Agricoltura e fitofarmaci: accordo per migliorare la qualità dei corsi d'acqua

Il Consorzio si impegna a svolgere le attività di controllo sui propri associati, come previste dal disciplinare di produzione integrata vigente per il comparto vitivinicolo, ed in particolare al corretto utilizzo dei prodotti fitosanitari ammessi

Migliorare la qualità dei corsi d’acqua che scorrono in territori soggetti ad intense pratiche agricole.
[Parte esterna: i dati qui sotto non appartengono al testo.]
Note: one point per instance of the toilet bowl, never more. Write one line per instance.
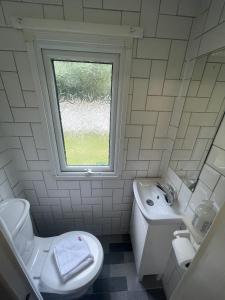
(37, 253)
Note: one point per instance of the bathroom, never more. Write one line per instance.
(161, 122)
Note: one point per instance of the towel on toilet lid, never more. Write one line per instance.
(72, 255)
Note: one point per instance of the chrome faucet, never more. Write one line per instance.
(169, 192)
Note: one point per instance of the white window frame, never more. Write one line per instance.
(48, 56)
(114, 40)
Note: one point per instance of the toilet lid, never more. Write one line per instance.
(50, 279)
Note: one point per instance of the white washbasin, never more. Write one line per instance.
(160, 211)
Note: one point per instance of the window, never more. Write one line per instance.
(81, 75)
(83, 89)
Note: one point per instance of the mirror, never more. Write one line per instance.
(200, 118)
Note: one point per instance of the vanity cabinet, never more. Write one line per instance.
(151, 242)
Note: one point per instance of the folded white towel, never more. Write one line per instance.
(72, 255)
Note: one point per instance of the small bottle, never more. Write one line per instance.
(204, 215)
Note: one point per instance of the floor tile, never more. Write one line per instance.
(106, 285)
(114, 258)
(120, 247)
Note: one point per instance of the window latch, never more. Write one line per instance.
(88, 172)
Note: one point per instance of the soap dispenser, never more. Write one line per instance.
(204, 215)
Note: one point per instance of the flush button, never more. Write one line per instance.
(150, 202)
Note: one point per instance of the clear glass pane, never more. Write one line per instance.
(84, 99)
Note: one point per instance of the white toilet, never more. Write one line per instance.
(37, 253)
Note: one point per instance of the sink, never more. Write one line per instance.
(152, 203)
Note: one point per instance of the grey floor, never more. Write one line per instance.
(118, 279)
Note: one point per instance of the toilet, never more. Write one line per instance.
(36, 253)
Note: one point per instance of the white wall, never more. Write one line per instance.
(101, 206)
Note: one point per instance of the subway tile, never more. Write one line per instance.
(21, 9)
(150, 155)
(181, 154)
(130, 18)
(29, 148)
(171, 87)
(75, 197)
(216, 159)
(219, 192)
(196, 104)
(193, 88)
(173, 27)
(219, 139)
(92, 3)
(53, 12)
(147, 137)
(209, 176)
(188, 8)
(143, 117)
(40, 165)
(12, 39)
(153, 48)
(7, 61)
(133, 131)
(190, 138)
(159, 103)
(130, 5)
(176, 59)
(140, 68)
(16, 129)
(137, 165)
(24, 71)
(199, 68)
(183, 125)
(15, 96)
(139, 94)
(85, 188)
(19, 158)
(102, 16)
(208, 80)
(73, 10)
(217, 97)
(30, 99)
(162, 124)
(156, 82)
(5, 112)
(169, 7)
(26, 114)
(113, 184)
(214, 14)
(69, 184)
(39, 137)
(149, 16)
(202, 119)
(133, 149)
(199, 149)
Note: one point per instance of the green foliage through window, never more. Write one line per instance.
(83, 81)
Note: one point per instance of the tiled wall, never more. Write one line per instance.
(9, 183)
(211, 186)
(99, 206)
(203, 109)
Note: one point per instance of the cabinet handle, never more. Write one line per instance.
(27, 296)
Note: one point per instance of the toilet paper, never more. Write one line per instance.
(184, 251)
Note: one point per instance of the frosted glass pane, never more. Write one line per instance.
(84, 100)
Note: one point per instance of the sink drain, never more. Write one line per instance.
(150, 202)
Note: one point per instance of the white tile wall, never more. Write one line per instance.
(101, 206)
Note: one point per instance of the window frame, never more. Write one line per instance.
(48, 56)
(38, 40)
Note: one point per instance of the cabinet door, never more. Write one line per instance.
(138, 232)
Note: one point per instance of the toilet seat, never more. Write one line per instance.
(50, 281)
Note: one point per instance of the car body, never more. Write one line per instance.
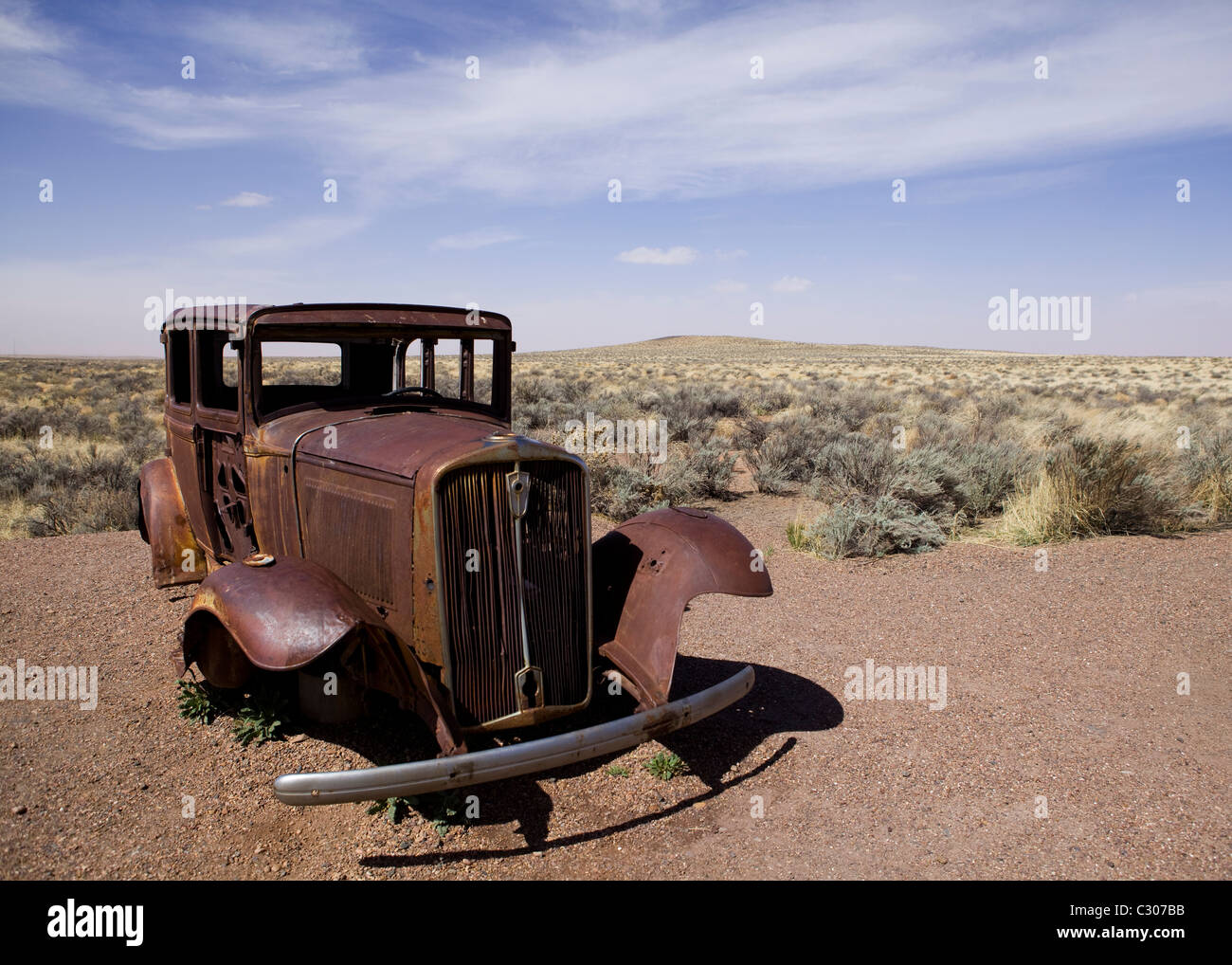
(371, 519)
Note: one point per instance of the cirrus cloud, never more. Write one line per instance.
(791, 283)
(247, 200)
(643, 255)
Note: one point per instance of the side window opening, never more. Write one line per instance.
(217, 392)
(179, 366)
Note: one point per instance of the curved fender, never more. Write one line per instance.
(164, 525)
(644, 574)
(283, 615)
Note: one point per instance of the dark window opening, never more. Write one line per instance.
(179, 368)
(216, 391)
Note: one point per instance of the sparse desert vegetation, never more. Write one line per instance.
(892, 448)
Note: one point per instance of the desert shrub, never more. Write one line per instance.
(710, 467)
(621, 488)
(23, 423)
(863, 526)
(987, 473)
(953, 484)
(1091, 487)
(1206, 476)
(854, 464)
(772, 466)
(788, 451)
(751, 432)
(691, 410)
(769, 399)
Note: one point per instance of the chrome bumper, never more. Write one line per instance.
(424, 776)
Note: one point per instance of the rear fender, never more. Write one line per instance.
(644, 574)
(175, 555)
(286, 615)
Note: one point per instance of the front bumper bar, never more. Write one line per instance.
(424, 776)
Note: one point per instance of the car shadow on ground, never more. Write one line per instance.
(779, 704)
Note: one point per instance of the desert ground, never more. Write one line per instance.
(1087, 722)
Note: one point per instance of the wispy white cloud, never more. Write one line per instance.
(642, 255)
(246, 200)
(476, 238)
(23, 29)
(291, 235)
(791, 283)
(303, 45)
(851, 93)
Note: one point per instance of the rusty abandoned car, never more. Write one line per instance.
(385, 525)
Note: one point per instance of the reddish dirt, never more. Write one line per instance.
(1060, 684)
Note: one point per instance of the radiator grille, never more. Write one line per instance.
(481, 607)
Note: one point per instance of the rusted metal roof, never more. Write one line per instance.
(246, 317)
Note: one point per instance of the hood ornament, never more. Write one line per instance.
(518, 492)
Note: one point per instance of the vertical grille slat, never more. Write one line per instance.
(481, 614)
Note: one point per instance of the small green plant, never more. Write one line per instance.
(197, 701)
(394, 809)
(260, 719)
(443, 810)
(665, 766)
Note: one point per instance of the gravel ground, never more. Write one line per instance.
(1060, 685)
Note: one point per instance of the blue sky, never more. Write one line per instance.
(734, 189)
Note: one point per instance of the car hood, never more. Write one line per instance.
(397, 442)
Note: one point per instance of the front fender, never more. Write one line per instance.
(284, 615)
(644, 574)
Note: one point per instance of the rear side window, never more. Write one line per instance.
(212, 357)
(179, 368)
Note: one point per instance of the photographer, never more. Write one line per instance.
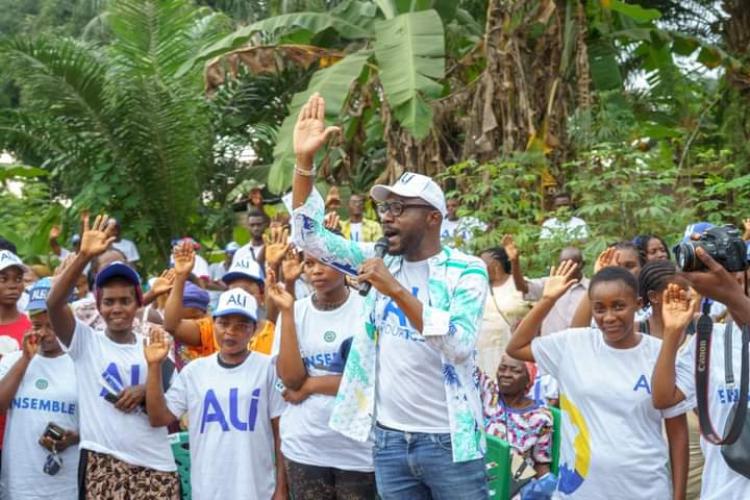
(674, 374)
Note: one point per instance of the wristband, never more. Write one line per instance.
(305, 173)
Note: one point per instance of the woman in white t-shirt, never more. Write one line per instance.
(315, 333)
(612, 445)
(38, 388)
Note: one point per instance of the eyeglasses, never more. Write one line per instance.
(396, 208)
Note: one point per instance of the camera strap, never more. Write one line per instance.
(702, 375)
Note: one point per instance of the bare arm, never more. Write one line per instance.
(679, 454)
(515, 264)
(559, 281)
(289, 366)
(12, 381)
(677, 312)
(156, 405)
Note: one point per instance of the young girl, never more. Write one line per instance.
(315, 333)
(612, 435)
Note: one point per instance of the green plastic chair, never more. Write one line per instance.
(498, 462)
(556, 438)
(181, 452)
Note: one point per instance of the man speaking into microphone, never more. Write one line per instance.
(409, 379)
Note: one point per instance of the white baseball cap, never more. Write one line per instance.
(237, 301)
(412, 185)
(244, 268)
(9, 259)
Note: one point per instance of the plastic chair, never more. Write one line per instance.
(497, 461)
(181, 451)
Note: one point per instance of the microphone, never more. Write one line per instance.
(381, 247)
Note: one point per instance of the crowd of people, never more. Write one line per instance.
(363, 359)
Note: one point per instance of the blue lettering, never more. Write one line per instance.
(212, 412)
(642, 383)
(233, 413)
(253, 410)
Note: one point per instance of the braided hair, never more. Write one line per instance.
(654, 277)
(500, 255)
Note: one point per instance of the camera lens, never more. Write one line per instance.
(685, 255)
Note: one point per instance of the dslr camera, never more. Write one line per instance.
(723, 244)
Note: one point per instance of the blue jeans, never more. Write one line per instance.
(419, 466)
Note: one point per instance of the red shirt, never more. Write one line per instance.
(15, 330)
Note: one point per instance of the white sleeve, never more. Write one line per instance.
(176, 396)
(685, 372)
(7, 362)
(548, 352)
(80, 342)
(276, 403)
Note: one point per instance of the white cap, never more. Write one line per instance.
(9, 259)
(413, 186)
(247, 268)
(237, 301)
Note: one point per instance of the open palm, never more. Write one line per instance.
(560, 280)
(157, 347)
(310, 132)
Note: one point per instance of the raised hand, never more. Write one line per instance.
(510, 247)
(291, 267)
(310, 132)
(560, 280)
(276, 246)
(332, 221)
(30, 345)
(277, 293)
(157, 347)
(184, 259)
(164, 283)
(678, 309)
(96, 239)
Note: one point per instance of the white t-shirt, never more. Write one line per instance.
(47, 394)
(719, 481)
(247, 251)
(229, 413)
(129, 437)
(574, 228)
(128, 248)
(410, 393)
(305, 435)
(355, 231)
(612, 443)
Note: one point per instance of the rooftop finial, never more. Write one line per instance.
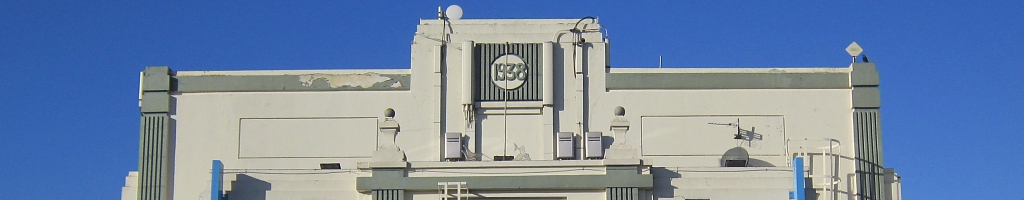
(854, 50)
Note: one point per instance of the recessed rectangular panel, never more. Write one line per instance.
(712, 135)
(307, 137)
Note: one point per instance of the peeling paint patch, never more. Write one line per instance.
(345, 80)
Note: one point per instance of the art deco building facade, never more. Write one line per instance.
(512, 109)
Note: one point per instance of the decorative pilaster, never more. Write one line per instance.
(156, 149)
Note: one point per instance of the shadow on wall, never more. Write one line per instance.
(663, 183)
(248, 188)
(759, 163)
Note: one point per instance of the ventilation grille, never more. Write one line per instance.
(485, 55)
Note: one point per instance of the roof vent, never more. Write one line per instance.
(735, 157)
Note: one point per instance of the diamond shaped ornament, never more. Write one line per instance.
(854, 49)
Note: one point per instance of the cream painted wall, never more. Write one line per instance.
(207, 125)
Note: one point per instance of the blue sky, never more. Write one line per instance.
(950, 70)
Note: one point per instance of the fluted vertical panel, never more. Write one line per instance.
(155, 157)
(530, 53)
(388, 194)
(623, 193)
(869, 162)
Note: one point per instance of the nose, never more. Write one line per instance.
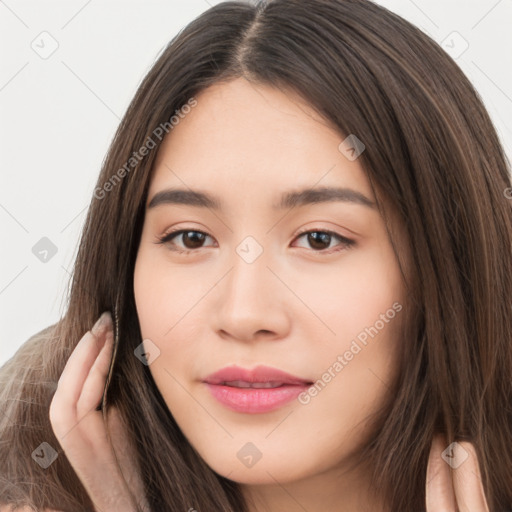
(252, 303)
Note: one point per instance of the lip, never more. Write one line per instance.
(251, 400)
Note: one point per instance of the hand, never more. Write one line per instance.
(456, 489)
(80, 428)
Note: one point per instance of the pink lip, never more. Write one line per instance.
(254, 400)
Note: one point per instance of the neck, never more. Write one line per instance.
(332, 491)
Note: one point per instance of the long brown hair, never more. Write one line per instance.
(432, 155)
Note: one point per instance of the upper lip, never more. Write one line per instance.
(257, 374)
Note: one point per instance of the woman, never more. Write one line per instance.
(302, 230)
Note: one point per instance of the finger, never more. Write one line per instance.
(440, 496)
(94, 385)
(467, 481)
(69, 387)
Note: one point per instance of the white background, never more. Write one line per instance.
(58, 115)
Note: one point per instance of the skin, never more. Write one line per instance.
(296, 307)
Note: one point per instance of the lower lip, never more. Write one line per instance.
(255, 400)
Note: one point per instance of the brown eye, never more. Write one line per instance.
(190, 239)
(321, 240)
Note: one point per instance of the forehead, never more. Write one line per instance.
(253, 139)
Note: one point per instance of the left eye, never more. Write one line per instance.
(192, 239)
(318, 239)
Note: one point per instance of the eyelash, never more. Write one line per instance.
(346, 243)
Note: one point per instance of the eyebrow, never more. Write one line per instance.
(288, 200)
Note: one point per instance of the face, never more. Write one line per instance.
(309, 287)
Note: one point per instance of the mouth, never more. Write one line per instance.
(260, 390)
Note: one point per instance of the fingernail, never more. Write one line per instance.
(104, 321)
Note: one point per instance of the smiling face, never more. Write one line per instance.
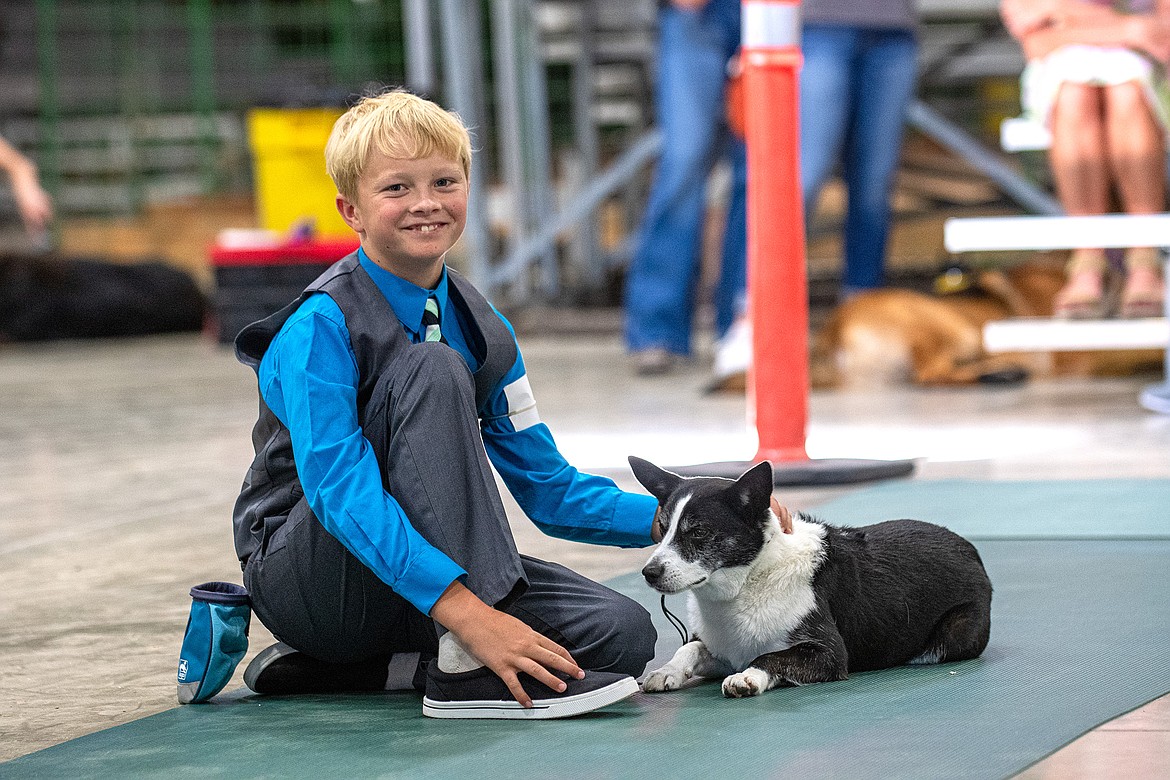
(408, 213)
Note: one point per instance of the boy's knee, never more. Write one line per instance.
(634, 637)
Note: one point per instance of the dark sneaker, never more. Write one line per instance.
(480, 694)
(280, 669)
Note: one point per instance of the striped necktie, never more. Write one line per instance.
(431, 331)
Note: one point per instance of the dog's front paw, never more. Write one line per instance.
(667, 678)
(749, 682)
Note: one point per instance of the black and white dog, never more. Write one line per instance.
(809, 602)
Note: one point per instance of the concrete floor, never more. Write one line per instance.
(119, 463)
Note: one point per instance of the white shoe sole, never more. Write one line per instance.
(542, 709)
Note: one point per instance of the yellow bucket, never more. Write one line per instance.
(288, 152)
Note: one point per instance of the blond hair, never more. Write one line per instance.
(398, 124)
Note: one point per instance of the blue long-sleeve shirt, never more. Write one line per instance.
(309, 379)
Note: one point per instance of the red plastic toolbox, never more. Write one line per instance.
(253, 282)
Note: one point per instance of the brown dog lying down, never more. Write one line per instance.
(899, 337)
(893, 337)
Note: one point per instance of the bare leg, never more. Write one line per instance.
(1137, 160)
(1081, 173)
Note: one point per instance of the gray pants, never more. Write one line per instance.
(421, 422)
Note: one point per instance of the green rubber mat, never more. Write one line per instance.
(1080, 630)
(1078, 509)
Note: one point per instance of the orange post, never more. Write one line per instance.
(777, 281)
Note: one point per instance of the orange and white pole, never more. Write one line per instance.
(777, 281)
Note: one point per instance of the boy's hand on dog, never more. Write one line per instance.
(504, 644)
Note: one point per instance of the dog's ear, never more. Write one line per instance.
(659, 482)
(751, 494)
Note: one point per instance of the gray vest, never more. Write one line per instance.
(272, 487)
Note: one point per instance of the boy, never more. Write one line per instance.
(370, 529)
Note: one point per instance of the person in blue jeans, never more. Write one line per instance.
(696, 40)
(859, 75)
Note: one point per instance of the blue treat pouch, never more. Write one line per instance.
(215, 640)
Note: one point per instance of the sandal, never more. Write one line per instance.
(1143, 296)
(1082, 297)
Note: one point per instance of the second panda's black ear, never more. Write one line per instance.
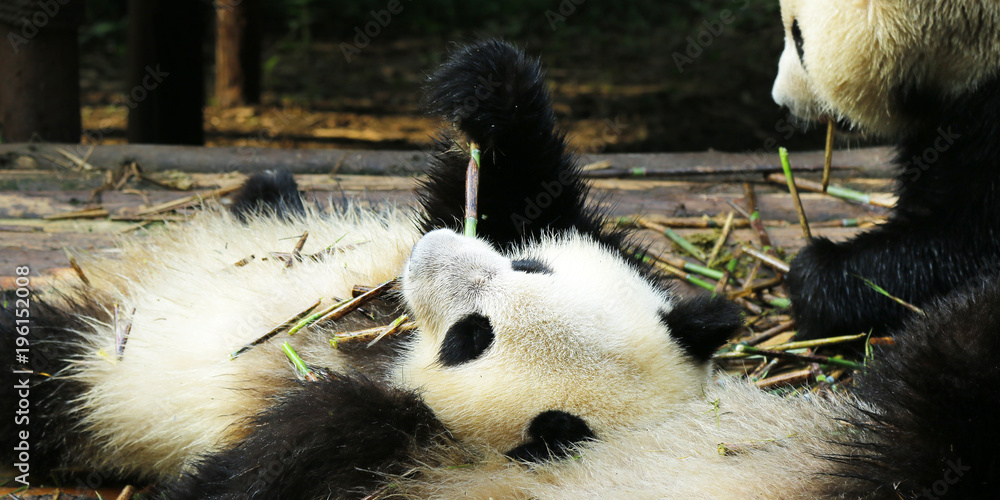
(703, 323)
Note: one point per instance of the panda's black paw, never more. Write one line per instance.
(268, 193)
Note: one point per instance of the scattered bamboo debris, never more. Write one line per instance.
(373, 335)
(731, 449)
(122, 329)
(9, 228)
(472, 191)
(297, 251)
(188, 201)
(276, 330)
(898, 300)
(684, 243)
(127, 493)
(87, 213)
(726, 229)
(340, 309)
(770, 333)
(80, 162)
(772, 261)
(798, 377)
(811, 358)
(783, 153)
(886, 201)
(302, 370)
(728, 170)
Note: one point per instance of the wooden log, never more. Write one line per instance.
(165, 79)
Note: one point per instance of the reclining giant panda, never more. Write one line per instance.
(925, 74)
(547, 362)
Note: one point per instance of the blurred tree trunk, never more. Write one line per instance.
(39, 71)
(166, 79)
(237, 52)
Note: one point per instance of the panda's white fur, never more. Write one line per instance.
(579, 330)
(857, 53)
(174, 394)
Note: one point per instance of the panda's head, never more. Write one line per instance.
(561, 341)
(858, 61)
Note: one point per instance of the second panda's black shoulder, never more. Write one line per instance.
(935, 403)
(496, 96)
(338, 437)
Lo prevede l'accordo di programma tra la Provincia autonoma di Trento e il Consorzio Vini del Trentino, che impegna l'intero settore nella promozione di un’agricoltura sempre più consapevole e rispettosa dell’ambiente. Il Consorzio si impegna a svolgere le attività di controllo sui propri associati, come previste dal disciplinare di produzione integrata vigente per il comparto vitivinicolo, ed in particolare al corretto utilizzo dei prodotti fitosanitari ammessi e alla corretta registrazione di tali interventi nel quaderno di campagna. Ma anche il controllo funzionale delle attrezzature utilizzate per la distribuzione dei prodotti fitosanitari, oltre che della verifica del corretto utilizzo dei diserbanti. Ogni anno sarà prodotta una rendicontazione delle attività intraprese attraverso una relazione che verrà depositata presso l’Agenzia provinciale per la protezione dell’ambiente entro febbraio dell’anno successivo a quello a cui le attività si riferiscono.